O prazer. O desejo, era de-de-desejo, H. sabia. O poder da vontade que estalava-lhe por entre os dedos. As palavras tatuadas coloridamente de verde-musgo-catarro e vermelho-sangue na nuca, liberu arbitrium. O ricochoteio do pé contra o cimento –uma, duas, vinte vezes-, lembra-lhe que sabia bem que desejo o apetecia. A unha fincada a carne, -indicador contra polegar-, gadanhando, quase retalhando, o tal do dedo. A cabeça suando e pinicando inquietamente, desde couro cabelo, até dentro da narina suja. A consciêcia que não se apaziguava, nem por um par de segundos, deixando-se aquietar em pleno silêncio, atia-se apenas a ritmia da respiração, porém como se cada insuflação fosse uma explosão em Hiroshima numa manhã de 6 de agosto. Os dentes, já absolutamente rangidos, triturados por si mesmos, por onde passava a língua, mordiscando-se, decepando-lhe tantas coisas sob a imaginação estéril, davam-lhe o gozo da auto-flagelação muda. A tosse tísica corrompendo-lhe os pulmões de segunda mão, e fazendo-lhe sobegar o passo a ponto de tropeçar, e, enfim, abrir a vista, à luz da manhã que tornara-se mais intensa.. O espírito -imaterial, e, contudo, tangível – indiferente ao som dos pássaros piando sem querer, às cadelas transeuntes que fitavam-lhe os olhos, como ninguém mais, ao cocô de pombo que acabara de cair lhe sob os ombros, indiferente à tudo como se o corpo e este espírito não formassem unidade harmoniosa, porém fossem um par de planos, desfocados, separando-se pouco à pouco, conforme as horas clicavam-se dentro dos minutos dentro dos segundos contados.

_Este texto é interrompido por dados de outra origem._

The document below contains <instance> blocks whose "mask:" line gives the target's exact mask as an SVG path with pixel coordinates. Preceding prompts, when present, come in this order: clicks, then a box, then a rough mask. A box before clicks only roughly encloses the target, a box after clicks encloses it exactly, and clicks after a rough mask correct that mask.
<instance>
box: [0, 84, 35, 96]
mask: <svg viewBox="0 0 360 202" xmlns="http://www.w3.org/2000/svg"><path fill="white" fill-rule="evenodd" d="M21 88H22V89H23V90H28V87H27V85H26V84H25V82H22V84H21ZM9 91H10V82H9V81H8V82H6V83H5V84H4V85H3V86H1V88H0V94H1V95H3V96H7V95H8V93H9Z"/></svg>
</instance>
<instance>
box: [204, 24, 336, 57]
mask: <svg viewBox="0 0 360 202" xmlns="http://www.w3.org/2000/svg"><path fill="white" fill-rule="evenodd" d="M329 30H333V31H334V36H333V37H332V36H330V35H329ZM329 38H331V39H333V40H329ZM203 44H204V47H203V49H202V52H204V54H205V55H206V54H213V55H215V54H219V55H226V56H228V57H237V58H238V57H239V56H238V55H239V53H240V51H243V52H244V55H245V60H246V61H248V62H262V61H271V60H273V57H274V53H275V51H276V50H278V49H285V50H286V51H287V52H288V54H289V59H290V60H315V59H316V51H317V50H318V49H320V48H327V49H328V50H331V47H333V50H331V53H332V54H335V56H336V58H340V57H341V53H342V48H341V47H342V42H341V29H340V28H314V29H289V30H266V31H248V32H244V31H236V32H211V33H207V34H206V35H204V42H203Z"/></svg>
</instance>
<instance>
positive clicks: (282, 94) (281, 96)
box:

Mas, assim como passam, as horas param. E elas pararam , postadas à frente de H. às 8 da manhã daquele dia. S. amarrava os cadarços do all-star vermelho, e, feito isso, tornava lentamente ereta a coluna, até esta revelar-lhe seu corpo fino, de discretas curvas e saliências, disfarçado sob a camisa branca e as calças jeans azul-claro. S. era ela, pura e simplesmente, enquanto fitava o céu em ângulo obtuso, com as pálpebras quase fechadas, ajeitando na orelha as mexas de cabelo castanho-médio-liso. Era ela enquanto tossia contra a palma da mão fechada, espigarreava ajeitando a mochila cinza tipo esportivo, e sentava-se caladamente no banco verde escuro, localizado exatamente ao lado oposto, reto, ao canto onde H. se achava jogado e espreitando-a. Era ela enquanto descarrilhava o zíper, abrindo a mochila, e retirava um par de livros, um de capa dura avermelhada com letras gravadas em ouro, e outro cuja capa era de papel menos resistente, com uma gravura de uma família gravada. Era ela enquanto atendia o celular azul, atendia, dizindo “alô”, e seguia conversa entrelaçada a sorrisos e gargalhadas discretas. Era ela quando dizia “até logo, já te vejo”, e jogava tudo na mochila, se levantando bruscamente rumo à leste.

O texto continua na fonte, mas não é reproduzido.